The Union Join (SQL)
Thomas Handorf
?? Data for Growth | Data Analyst, Data Scientist, Web Analyst and Data Engineer | Founder & CEO of 9fwr.com Data Consultancy
In SQL, Joins are the premier way to connect different data sets in data modeling. However, Joins are difficult to handle if you need to deal with missing values, null values, different granularities or incomplete knowledge. These often leads to filtering out important data, duplication of data (fan-out) or both. The Union Join helps mitigating these problems by deferring the join to the BI tool and even allows dynamically adjusting the joining granularity. (tl;dr)
The Classic JOIN: getting a full marketing funnel view
As an example we take two data sets. One contains ad statistics from a platform like facebook holding dimensions like campaign, ad set and ad_id as well as metrics like spend, impressions and clicks.
The second data set contains data from web analytics showing how many sessions and purchases where coming from certain campaigns identified by UTM parameters.
Obviously, this requires to attach UTM parameters in the campaign link-outs such that the campaign name is transmitted in utm_campaign, the ad set name is transmitted in utm_content and the ad ID is put into utm_term.
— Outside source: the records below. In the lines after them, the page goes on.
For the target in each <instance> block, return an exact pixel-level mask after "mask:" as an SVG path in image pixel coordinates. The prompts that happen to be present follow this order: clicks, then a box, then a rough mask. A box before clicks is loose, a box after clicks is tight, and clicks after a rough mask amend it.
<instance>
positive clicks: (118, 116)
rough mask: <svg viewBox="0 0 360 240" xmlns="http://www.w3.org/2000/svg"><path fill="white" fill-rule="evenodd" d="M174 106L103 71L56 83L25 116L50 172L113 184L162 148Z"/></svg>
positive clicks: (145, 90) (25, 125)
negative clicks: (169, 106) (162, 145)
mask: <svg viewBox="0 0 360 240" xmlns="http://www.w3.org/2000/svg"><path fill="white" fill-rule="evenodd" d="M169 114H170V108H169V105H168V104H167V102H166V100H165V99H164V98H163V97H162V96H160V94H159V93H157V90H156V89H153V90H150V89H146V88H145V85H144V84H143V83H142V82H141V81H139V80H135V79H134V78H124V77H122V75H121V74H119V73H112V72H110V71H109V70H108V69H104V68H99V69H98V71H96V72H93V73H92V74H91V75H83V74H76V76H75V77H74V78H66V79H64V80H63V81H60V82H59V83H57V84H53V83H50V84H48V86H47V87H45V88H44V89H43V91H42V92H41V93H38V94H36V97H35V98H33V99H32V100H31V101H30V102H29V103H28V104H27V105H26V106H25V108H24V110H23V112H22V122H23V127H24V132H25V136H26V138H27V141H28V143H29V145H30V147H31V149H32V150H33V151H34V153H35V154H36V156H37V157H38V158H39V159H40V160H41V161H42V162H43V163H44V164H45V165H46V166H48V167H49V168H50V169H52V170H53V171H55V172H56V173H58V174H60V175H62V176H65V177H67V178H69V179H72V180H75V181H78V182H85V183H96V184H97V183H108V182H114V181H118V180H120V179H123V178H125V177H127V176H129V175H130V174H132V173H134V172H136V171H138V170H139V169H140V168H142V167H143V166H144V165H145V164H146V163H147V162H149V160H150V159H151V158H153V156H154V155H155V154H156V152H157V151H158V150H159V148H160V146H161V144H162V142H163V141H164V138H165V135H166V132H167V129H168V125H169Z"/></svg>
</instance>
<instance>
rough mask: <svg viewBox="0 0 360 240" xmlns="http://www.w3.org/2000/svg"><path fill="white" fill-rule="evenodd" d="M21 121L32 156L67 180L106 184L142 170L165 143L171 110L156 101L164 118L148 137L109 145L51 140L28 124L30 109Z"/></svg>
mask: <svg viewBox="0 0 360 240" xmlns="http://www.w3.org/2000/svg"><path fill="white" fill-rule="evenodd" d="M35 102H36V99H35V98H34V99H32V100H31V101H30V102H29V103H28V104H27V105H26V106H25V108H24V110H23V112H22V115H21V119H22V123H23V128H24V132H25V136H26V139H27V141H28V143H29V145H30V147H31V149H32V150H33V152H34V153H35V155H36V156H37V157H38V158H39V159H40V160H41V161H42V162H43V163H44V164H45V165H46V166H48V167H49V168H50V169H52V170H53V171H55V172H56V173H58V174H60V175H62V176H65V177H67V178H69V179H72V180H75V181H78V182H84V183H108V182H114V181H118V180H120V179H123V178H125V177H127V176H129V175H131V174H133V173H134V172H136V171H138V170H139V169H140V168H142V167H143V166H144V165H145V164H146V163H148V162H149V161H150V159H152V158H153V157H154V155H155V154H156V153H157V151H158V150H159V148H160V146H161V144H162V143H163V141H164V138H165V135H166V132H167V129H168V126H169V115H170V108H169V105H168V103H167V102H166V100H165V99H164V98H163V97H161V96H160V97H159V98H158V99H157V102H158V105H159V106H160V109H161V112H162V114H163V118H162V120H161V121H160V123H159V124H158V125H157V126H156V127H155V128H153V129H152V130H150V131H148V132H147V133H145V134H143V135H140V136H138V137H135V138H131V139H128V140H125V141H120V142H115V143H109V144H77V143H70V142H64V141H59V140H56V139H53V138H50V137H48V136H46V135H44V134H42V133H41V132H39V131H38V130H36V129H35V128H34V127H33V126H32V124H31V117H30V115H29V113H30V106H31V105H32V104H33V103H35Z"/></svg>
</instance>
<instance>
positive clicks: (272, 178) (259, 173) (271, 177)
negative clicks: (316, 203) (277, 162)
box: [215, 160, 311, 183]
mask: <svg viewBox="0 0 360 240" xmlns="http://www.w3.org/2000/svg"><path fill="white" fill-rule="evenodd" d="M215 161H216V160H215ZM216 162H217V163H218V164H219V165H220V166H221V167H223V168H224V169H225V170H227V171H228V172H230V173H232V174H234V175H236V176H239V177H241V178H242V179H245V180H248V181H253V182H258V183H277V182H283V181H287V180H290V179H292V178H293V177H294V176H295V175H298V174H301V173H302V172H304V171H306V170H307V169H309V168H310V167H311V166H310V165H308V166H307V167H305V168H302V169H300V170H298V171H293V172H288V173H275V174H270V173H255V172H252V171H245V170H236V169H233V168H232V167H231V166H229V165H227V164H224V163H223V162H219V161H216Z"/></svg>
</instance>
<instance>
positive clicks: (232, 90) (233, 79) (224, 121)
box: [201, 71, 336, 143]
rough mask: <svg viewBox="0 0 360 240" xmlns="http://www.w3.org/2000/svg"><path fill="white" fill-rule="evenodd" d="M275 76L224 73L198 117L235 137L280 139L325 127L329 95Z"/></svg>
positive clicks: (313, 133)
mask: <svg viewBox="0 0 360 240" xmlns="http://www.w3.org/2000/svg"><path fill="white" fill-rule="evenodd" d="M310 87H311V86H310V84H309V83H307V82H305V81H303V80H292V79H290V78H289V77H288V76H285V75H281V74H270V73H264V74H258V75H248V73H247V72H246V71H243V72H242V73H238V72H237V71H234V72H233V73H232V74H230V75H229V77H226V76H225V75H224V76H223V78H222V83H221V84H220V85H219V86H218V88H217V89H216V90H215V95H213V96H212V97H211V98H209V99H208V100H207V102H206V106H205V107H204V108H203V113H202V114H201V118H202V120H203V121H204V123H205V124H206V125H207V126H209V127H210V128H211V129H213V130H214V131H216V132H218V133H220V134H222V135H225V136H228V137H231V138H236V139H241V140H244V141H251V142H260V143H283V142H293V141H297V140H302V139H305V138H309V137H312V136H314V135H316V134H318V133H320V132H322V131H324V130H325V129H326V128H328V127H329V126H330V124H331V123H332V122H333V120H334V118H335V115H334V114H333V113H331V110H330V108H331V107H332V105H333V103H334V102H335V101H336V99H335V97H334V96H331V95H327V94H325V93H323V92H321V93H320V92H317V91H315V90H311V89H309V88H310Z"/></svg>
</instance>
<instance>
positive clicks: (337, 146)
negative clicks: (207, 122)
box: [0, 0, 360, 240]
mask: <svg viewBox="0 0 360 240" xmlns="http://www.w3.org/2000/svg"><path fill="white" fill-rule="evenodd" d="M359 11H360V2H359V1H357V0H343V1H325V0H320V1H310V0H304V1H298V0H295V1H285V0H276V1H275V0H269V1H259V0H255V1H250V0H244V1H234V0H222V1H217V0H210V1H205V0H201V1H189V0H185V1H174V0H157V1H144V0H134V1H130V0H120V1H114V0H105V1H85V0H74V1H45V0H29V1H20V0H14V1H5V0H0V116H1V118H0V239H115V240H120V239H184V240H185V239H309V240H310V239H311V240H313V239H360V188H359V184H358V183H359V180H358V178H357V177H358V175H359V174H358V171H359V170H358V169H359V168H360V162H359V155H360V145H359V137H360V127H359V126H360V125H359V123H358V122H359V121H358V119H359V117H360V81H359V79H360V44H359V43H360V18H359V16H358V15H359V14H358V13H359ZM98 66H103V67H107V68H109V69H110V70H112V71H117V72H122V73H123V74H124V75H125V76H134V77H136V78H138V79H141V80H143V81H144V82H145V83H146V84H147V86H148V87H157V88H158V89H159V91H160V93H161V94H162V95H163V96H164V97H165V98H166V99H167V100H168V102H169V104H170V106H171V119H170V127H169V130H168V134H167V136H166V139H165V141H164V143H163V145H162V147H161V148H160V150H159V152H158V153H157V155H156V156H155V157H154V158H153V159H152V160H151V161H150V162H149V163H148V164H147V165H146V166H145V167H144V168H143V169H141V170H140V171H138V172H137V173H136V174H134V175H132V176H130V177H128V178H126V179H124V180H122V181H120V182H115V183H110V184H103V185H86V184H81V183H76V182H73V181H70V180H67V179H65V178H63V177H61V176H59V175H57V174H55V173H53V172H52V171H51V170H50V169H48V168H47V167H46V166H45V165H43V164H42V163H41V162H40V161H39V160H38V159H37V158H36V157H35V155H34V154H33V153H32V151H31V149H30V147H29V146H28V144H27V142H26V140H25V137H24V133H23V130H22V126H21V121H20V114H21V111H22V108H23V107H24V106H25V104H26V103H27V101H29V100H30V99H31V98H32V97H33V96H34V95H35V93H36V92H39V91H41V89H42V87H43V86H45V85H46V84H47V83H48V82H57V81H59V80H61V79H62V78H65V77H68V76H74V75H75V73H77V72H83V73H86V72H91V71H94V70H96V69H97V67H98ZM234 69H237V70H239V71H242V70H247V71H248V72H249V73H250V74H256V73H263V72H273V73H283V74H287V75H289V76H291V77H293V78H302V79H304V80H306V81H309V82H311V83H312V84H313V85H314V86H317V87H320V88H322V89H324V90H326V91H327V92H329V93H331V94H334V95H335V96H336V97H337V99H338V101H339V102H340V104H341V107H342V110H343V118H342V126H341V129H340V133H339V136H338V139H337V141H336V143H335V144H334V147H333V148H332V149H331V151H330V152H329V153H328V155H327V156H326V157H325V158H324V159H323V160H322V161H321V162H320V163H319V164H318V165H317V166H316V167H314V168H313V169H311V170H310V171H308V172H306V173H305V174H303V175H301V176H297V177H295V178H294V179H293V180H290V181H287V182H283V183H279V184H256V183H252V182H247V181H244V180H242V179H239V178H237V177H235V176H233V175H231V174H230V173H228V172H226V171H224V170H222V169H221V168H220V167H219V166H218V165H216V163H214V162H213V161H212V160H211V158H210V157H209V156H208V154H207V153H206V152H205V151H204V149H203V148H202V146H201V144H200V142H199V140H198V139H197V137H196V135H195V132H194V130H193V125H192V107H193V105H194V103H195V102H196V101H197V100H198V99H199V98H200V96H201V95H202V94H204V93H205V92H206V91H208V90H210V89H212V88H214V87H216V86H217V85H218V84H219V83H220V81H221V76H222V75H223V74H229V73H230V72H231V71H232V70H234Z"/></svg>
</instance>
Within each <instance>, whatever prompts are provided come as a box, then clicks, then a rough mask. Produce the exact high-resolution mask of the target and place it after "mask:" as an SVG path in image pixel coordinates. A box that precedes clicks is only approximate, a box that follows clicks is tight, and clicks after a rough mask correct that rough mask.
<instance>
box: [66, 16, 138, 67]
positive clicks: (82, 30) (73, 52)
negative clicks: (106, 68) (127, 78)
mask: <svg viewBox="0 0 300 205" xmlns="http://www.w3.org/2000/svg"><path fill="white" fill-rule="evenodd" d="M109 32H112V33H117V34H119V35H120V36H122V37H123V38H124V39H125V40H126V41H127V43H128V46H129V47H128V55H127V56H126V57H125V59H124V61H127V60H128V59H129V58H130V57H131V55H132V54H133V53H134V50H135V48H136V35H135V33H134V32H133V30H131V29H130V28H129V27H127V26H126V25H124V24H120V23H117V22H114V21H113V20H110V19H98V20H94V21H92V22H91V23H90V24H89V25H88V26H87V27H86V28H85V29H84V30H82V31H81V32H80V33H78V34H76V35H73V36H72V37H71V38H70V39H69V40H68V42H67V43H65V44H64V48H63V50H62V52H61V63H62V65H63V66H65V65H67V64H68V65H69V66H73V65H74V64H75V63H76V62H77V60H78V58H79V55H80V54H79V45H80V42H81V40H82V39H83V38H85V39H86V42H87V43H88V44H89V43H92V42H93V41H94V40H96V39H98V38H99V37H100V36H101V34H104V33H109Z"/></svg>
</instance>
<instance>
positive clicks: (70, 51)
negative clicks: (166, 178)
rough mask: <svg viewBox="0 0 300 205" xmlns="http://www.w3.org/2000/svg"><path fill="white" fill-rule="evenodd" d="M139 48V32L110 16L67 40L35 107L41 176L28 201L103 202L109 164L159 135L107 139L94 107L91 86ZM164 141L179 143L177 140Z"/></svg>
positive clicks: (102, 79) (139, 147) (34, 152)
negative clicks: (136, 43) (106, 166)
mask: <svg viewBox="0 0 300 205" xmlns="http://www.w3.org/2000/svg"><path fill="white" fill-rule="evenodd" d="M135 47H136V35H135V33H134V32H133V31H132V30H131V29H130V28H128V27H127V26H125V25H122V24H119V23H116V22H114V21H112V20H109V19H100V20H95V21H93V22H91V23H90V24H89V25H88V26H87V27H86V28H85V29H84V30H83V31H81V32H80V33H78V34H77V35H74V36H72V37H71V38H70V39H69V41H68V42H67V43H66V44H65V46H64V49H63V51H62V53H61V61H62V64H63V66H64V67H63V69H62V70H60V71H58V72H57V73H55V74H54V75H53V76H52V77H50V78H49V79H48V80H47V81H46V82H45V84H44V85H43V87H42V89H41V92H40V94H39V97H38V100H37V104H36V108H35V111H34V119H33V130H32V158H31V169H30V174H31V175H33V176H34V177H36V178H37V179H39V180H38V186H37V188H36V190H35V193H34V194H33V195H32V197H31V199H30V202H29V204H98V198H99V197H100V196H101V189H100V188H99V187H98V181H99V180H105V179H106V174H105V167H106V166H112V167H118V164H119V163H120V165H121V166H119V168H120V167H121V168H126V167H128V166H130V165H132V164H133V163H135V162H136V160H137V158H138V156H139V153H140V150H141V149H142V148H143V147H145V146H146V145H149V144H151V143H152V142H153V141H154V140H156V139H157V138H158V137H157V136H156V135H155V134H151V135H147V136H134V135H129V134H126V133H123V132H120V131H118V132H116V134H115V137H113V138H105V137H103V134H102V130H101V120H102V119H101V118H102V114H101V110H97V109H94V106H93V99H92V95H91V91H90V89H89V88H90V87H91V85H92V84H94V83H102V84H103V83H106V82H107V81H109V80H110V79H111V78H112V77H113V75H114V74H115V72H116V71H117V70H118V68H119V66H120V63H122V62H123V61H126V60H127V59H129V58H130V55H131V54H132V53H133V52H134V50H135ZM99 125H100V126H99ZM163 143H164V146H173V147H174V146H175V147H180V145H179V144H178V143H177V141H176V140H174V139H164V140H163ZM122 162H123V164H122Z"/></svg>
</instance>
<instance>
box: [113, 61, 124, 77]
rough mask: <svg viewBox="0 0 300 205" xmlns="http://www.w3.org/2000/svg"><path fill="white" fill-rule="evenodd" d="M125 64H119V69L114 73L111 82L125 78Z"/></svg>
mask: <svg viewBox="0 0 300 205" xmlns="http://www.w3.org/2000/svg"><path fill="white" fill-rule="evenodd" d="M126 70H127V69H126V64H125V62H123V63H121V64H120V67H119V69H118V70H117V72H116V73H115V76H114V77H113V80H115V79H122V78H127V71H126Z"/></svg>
With the above data set it is possible to join the two data sets and get a full funnel view on the ad performance.
SELECT
campaign, adset, ad_id,
spend, impressions, clicks, sessions, purchases
FROM facebook_ads
JOIN web_analytics
ON campaign=utm_campaign and adset=utm_content and ad_id=utm_term
This resulting table will allow you to calculate further metrics like cost per order (CPO) in the BI tool which is only possible with the combined data.
Note: you would generally add more dimensions into the join conditions, in particular date, source and medium, especially when joining more than one ad source. For keeping the example simple they are left out.
Missing, incomplete or erroneous data
The above example works well if sessions in the web analytics data match exactly with the ads in the ad data. This will basically never be the case. First, web analytics data will contain sessions not only from the ad source but also from other e.g. organic sources. Furthermore, typos in the UTM parameters or missing parameters - for example if the ad_id is not available for the UTM parameters - can impact the join.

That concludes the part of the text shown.